I have a couple a hundred magazines now. Does anyone know of any good (preferrably free) database programs that will allow me keep track of my collection?
MediaMan appears to be very good. One problem is that it is US based and another is that the ‘price-tracking’ feature which allows you to connect to any amazon.com site is useless for vintage items or if you are in Australia.
What would be totally excellent would be a database program that communicates with eBay (US AND the australian site) and has a similar function of being able to export item information, images and prices. eBay is fast becoming the only place to find certain items.
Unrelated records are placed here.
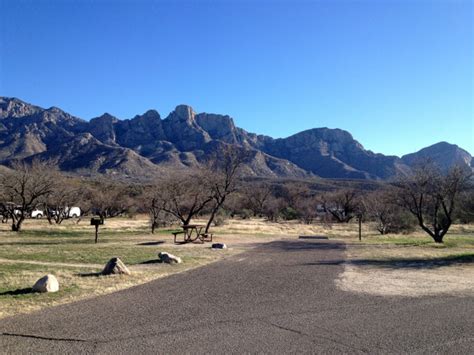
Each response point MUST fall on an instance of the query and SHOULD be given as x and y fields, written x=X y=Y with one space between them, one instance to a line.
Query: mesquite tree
x=24 y=187
x=431 y=196
x=342 y=204
x=184 y=195
x=223 y=172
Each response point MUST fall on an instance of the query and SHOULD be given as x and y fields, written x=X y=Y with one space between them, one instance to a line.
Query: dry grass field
x=395 y=265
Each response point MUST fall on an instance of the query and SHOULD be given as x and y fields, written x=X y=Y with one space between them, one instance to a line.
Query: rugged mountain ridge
x=146 y=145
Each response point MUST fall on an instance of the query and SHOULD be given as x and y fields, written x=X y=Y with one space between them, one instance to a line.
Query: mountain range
x=147 y=145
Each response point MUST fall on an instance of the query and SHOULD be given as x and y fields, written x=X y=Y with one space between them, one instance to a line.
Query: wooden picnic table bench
x=193 y=232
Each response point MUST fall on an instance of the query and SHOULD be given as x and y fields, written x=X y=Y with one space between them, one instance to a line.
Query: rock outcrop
x=48 y=283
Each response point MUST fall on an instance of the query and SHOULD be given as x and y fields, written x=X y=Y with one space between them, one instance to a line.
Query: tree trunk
x=16 y=226
x=360 y=228
x=211 y=218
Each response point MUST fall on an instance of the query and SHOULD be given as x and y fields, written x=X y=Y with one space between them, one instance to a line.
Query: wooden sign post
x=97 y=221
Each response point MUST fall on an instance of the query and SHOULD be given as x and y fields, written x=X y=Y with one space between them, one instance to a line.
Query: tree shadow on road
x=152 y=243
x=301 y=245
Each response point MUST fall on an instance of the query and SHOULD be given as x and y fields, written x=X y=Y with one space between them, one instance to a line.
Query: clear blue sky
x=397 y=74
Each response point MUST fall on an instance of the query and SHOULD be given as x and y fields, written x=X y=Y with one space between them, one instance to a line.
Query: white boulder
x=219 y=246
x=48 y=283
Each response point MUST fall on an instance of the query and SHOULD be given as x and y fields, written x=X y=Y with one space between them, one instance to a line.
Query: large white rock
x=169 y=258
x=219 y=246
x=115 y=266
x=48 y=283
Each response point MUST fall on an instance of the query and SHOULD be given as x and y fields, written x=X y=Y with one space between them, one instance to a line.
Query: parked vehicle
x=69 y=212
x=74 y=212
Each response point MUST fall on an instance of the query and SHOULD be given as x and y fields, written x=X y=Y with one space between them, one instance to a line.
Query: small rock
x=169 y=258
x=219 y=246
x=48 y=283
x=115 y=266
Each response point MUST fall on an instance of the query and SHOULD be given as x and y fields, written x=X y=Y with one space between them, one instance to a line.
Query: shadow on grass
x=30 y=243
x=152 y=243
x=20 y=291
x=403 y=263
x=154 y=261
x=89 y=274
x=317 y=237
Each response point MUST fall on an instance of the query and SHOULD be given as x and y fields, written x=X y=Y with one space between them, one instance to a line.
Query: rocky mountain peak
x=13 y=107
x=183 y=112
x=443 y=154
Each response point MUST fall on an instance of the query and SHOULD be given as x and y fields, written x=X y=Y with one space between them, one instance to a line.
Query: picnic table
x=193 y=232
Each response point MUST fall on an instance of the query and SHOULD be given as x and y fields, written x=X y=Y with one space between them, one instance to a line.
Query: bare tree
x=110 y=199
x=341 y=204
x=465 y=212
x=256 y=196
x=223 y=171
x=431 y=196
x=387 y=215
x=58 y=202
x=24 y=187
x=154 y=207
x=184 y=195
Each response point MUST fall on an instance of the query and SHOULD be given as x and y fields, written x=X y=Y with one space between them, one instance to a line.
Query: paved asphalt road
x=278 y=298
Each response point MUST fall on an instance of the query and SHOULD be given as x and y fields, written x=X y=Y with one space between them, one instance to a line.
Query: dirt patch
x=417 y=282
x=409 y=271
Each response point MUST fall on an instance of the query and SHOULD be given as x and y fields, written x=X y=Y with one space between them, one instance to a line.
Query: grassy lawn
x=68 y=251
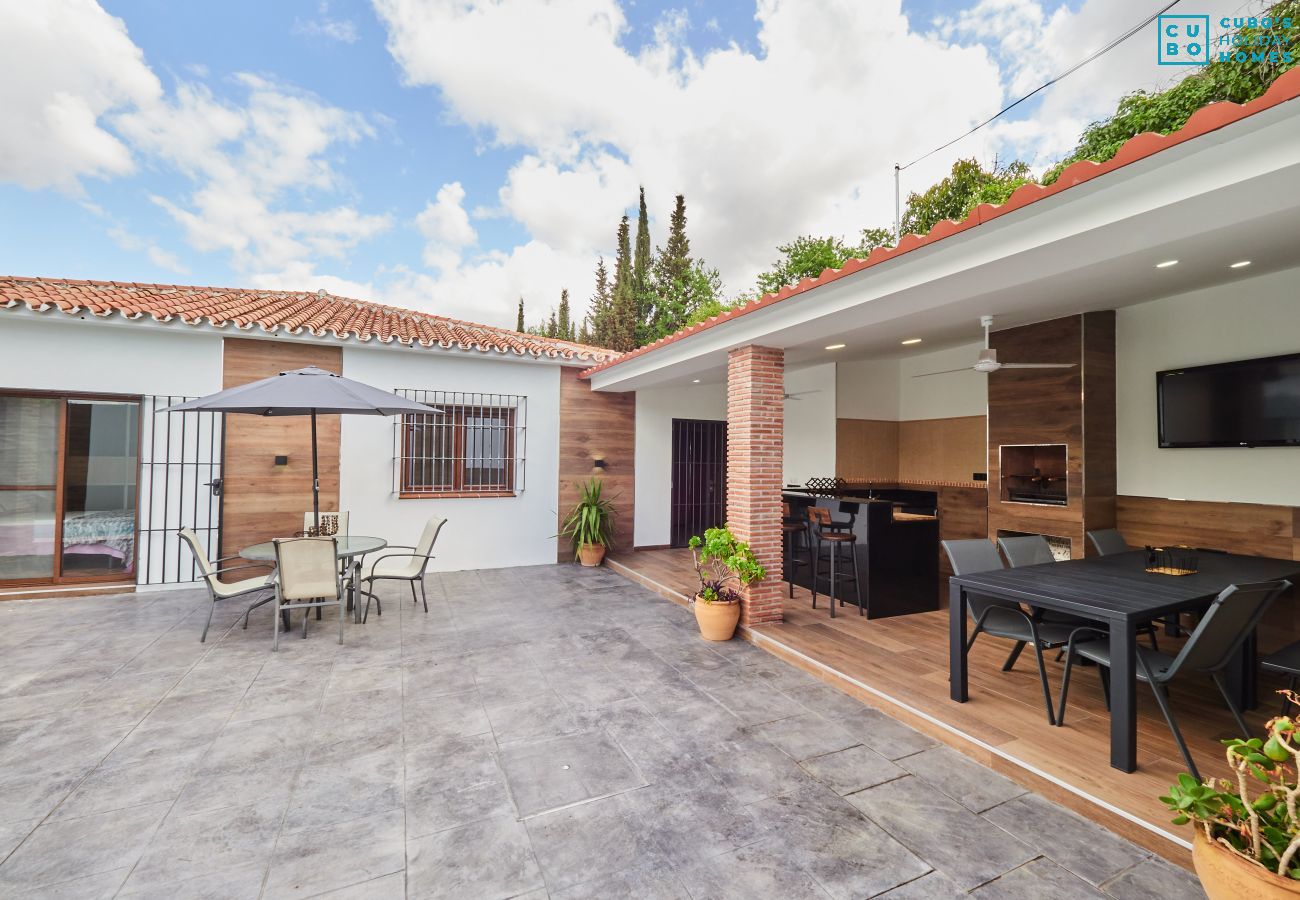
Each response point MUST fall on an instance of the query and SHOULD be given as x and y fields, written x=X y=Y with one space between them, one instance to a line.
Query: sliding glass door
x=29 y=487
x=68 y=488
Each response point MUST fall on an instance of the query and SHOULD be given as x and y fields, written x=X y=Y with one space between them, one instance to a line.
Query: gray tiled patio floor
x=546 y=731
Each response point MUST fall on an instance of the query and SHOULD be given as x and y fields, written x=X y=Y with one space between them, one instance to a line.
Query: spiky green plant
x=1262 y=827
x=723 y=565
x=592 y=519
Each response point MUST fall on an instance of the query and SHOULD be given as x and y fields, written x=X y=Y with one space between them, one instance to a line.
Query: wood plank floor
x=1004 y=723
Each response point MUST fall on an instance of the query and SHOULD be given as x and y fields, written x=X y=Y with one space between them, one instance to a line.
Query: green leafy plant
x=592 y=519
x=723 y=565
x=1261 y=826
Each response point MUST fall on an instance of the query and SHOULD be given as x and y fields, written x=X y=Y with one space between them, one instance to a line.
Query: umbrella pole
x=316 y=480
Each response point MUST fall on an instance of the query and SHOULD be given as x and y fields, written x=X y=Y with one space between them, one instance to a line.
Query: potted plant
x=1247 y=834
x=590 y=524
x=724 y=566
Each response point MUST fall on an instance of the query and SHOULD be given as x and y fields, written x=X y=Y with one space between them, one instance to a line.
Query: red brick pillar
x=755 y=415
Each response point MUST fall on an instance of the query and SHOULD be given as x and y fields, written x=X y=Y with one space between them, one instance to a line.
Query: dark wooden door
x=698 y=477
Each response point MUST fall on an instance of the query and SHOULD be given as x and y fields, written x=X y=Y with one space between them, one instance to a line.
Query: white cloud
x=445 y=224
x=64 y=65
x=332 y=29
x=800 y=135
x=248 y=163
x=126 y=239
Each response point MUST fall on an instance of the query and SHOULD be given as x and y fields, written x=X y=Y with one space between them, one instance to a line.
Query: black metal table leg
x=1123 y=695
x=957 y=643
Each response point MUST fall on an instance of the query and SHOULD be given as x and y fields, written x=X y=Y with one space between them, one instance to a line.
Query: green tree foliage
x=641 y=263
x=623 y=306
x=807 y=256
x=1256 y=59
x=680 y=285
x=602 y=303
x=965 y=187
x=563 y=321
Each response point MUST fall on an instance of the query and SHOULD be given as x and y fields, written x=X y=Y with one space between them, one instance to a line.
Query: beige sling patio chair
x=308 y=578
x=408 y=566
x=219 y=589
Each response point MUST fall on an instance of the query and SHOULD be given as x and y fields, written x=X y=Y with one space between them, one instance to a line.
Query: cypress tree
x=675 y=258
x=623 y=307
x=563 y=327
x=601 y=303
x=642 y=288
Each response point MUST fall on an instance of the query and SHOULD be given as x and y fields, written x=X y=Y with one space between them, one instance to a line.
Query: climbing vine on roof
x=1255 y=59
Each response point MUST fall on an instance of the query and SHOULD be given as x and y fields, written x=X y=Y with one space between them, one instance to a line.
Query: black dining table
x=1114 y=589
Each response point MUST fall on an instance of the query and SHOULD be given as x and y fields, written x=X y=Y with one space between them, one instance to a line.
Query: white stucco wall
x=1252 y=317
x=657 y=407
x=867 y=389
x=809 y=437
x=53 y=351
x=941 y=396
x=888 y=389
x=480 y=532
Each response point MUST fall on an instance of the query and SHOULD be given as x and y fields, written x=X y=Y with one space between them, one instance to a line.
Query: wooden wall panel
x=597 y=425
x=941 y=449
x=261 y=500
x=1073 y=406
x=866 y=449
x=1248 y=528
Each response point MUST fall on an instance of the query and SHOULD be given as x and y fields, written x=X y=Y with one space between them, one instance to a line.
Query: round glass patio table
x=351 y=548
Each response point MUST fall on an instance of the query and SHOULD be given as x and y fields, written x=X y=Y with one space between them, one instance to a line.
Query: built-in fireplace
x=1034 y=474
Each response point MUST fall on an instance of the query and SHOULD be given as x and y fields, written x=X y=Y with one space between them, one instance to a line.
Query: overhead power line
x=1045 y=85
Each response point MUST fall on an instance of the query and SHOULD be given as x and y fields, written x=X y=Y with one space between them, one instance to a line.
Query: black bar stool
x=826 y=533
x=794 y=536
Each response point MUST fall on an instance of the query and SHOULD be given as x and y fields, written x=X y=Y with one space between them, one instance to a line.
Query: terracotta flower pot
x=590 y=554
x=1225 y=875
x=716 y=619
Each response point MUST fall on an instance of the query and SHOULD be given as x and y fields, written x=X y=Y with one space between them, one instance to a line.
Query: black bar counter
x=897 y=548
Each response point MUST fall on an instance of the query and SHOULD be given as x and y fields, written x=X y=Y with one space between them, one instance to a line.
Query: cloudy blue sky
x=453 y=156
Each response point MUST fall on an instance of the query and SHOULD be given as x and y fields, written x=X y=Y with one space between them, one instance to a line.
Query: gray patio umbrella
x=306 y=393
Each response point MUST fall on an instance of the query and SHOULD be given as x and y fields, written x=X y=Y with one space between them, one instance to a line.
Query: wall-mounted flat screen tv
x=1247 y=403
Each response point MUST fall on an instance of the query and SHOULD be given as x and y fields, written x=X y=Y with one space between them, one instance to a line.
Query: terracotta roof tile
x=319 y=314
x=1203 y=121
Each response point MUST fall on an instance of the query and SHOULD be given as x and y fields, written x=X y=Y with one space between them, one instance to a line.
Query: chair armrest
x=235 y=569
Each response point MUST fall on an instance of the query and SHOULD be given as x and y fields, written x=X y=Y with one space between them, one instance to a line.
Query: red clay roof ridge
x=1209 y=117
x=294 y=312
Anyway, at the minimum, what will need to be developed is a certain form-guide for information on auction items, like certain information would be necessary, publication details (year, company, etc), cover photo, contents, etc.
Any smart programmers out there should seriously think about doing something like this. How many people do you know use eBay for buying stuff? Sneakers, car parts, magazines, funiture, etc. Maybe come up with a working prototype and approach eBay to get them to buy it from you. They could market it as an extension of “My eBay”.
Imagine if this information was networked as a kind of non-centralised library. Like a wiki, but the non-auction information would be contained on individual computers and when things were being sold eBay would access the respective wiki-style database or information, pricing, etc associated with that item and ‘host’ it. It would be ‘wiki-style’ because it would be produced by enthusiasts/fans/amatuers or similar. The qualititave difference between this information and that of wikipedia is the reputation function of eBay that is currently set up as purely determined by buyers and sellers with which an ebayer exchanges goods. How hard would it be to set up a correlative ‘informational’ rating system for the wiki-style database.
There would be a differential between item quality and condition versus the stock information on the wiki-database that would need to somehow be incorporated. For example, a magazine that is all torn up and missing images may be suitable for a researcher who only wants editorials or something, but a collector probably wouldn’t want it. Knowledge would take on a properly swarm character that would be tied to the various markets. I am not sure if this would help buyers or sellers. I think with such a set up the increase in knowedge available would help those with genuinely good items to sell and punish the sheisters.
eBay, are you listening?
eBay would get another level of ‘added value’ to their product that could be easily accessed by consumers. Consumers would in turn by able to harness the truly MASSIVE amounts of information that circulates on eBay’s networks of exchange. Surely this is a win-win situation? Connect this ‘swarm’ information with slightly more permanent source of information, such as wikipedia, and you might a have a mechanism for harnessing one dimension of capitalism’s dynamism, expressed as the minute-to-minute auctions on eBay, for the purposes of producing a relatively easily accessible body of knowledge.
This would be taking eBay’s attempts to harness networks of enthusiasm to another level. They already do it on the level of the spectacle with some of the cars built by famous car builders they have helped produced and which have used eBay networks of exchange for aquiring parts. Perhaps it is time to tap into the networks of enthusiasm on a more structural level and in the process produce a knowledge resource? eBay?